Septiembre es el mes que condensa nuestra historia y acaso la vida misma. Ambivalente, de contrastes, con historias tristes y de esperanzas. Al igual que aquellos partidos de fútbol, que a veces antes de comenzar la fiesta rinden tributo con un minuto de silencio, septiembre también tiene su día de pausa y recuerdo.
Y luego, comienza con sus fiestas patrias. Cuando las banderas y el cotillón nacional aparecen por doquier. ¿Qué tiene septiembre que lo hace distinto a las fiestas de fin de año o a algún mes estival? ¿Por qué nos hace bien como país y a nuestra salud mental? Septiembre es el mes donde necesitamos encontrarnos unos con otros.
Donde recuperamos la sensibilidad de poder sentirnos. No es solo la celebración propia de las fiestas de fin de año, circunscrita a la intimidad familiar. Sino que tiene la insustituible necesidad de la complicidad afectuosa con otros cuerpos. La simpatía del sentir compartido.
Tampoco se trata solo de descanso o el desconectarse a propósito de días feriados, como en los meses de verano, los paréntesis de invierno o de fin de semana.
Es más bien la búsqueda de lo contrario. La necesidad del contacto afectivo, del encuentro con los otros. Septiembre sin la presencia de amigos, de los amigos de los amigos o de la familia, no parece ser el mes que es. Por eso es uno de excepción.
Porque lo cotidiano es, por una parte, la presencia del otro que se hace cada vez más incómoda y competitiva; y por otra, la virtualización creciente de nuestros contactos, por medio de las nuevas tecnologías, que nos produce una desensibilización emotiva, de soledad corporal y fragilidad psíquica, que termina en una epidemia de descortesía y agresividad.
Perdiendo la capacidad de descifrar lo indefinible en toda comunicación, de aquello que solo puede ser posible a través del contacto físico. Sentir el sufrimiento o placer en el otro.
¿Habrá otro baile, como la cueca, donde el contacto visual sea tan necesario, así como la presencia de testigos? Seguramente no son muchos.
Septiembre nos permite reconstruir las condiciones emocionales de la solidaridad. Del encuentro y contacto amistoso entre los cuerpos. No bastan ni el whatsapp ni las redes sociales.
Necesitamos la comparecencia de los demás. Es la presencia del otro la que se hace insustituible, lo que hace posible la reactivación de una dimensión afectiva de dimensiones territoriales, que ocupa patios, casas, plazas, parques y calles.
Podemos hablar que hay dos tipos de chilenos. Los que siempre buscan estas fechas para poder salir de Chile, porque justamente estos paisajes imprevistos de afectos lo sobresaltan; y los que se quedan o viajan por nuestro país, a juntarse con la familia extendida y algún amigo que se deja caer, porque aprecia este tiempo universal.

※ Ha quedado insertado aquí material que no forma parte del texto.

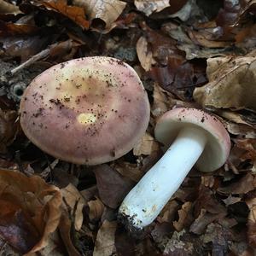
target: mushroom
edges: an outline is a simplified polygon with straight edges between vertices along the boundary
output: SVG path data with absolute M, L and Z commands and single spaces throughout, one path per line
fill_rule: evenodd
M 119 207 L 119 218 L 130 230 L 141 230 L 154 221 L 195 163 L 200 171 L 212 172 L 224 164 L 230 154 L 225 128 L 202 110 L 168 111 L 157 122 L 154 134 L 168 149 Z
M 20 102 L 20 125 L 38 148 L 75 164 L 97 165 L 129 152 L 150 108 L 134 69 L 106 56 L 71 60 L 35 78 Z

Palabras, cuerpo y sensibilidad parecen volver a encontrarse. Nos hablamos y comunicamos no solamente para algún tipo de intercambio funcional o productivo, sino para ampliar nuestro tiempo de afectividad. La avalancha de estímulos e información parece detenerse. Y nuevamente nuestra atención puede focalizarse. El tiempo ya no es una porción que se ensambla con otros fragmentos de tiempo, sino una línea continúa a un ritmo común.
La desconfianza y competencia es desplazada por la percepción de que pertenecemos a una comunidad, un territorio, un destino compartido, que aspira a la búsqueda colectiva de un futuro en común.
Uno de los rasgos de las nuevas patologías y trastornos en el denominado campo de la salud mental, tienen que ver en el debilitamiento del lazo social, donde existimos desprendido de este. Más bien el intercambio simpático con los otros cede su lugar a una relación particular con partners inhumanos (gadgets).
Septiembre en sus fiestas patrias nos da ciertas claves de subversión emocional. Un tiempo de reactivación de energías psíquicas perturbadas, que es cierto, aún son reavivadas para volver a los circuitos de acumulación y consumo, pero que da cierta esencia para un nuevo tiempo poco probable pero posible.
Durante esta semana, veremos como los individuos se nuclean, agrupan para compartir el gozo del tiempo, suspendiendo la primacía del homo economicus, poniendo en cuestión las nociones mismas de lo que constituye crecimiento y riqueza.
De ser y aprender a ser, algo más cariñosos, humildes y republicanos.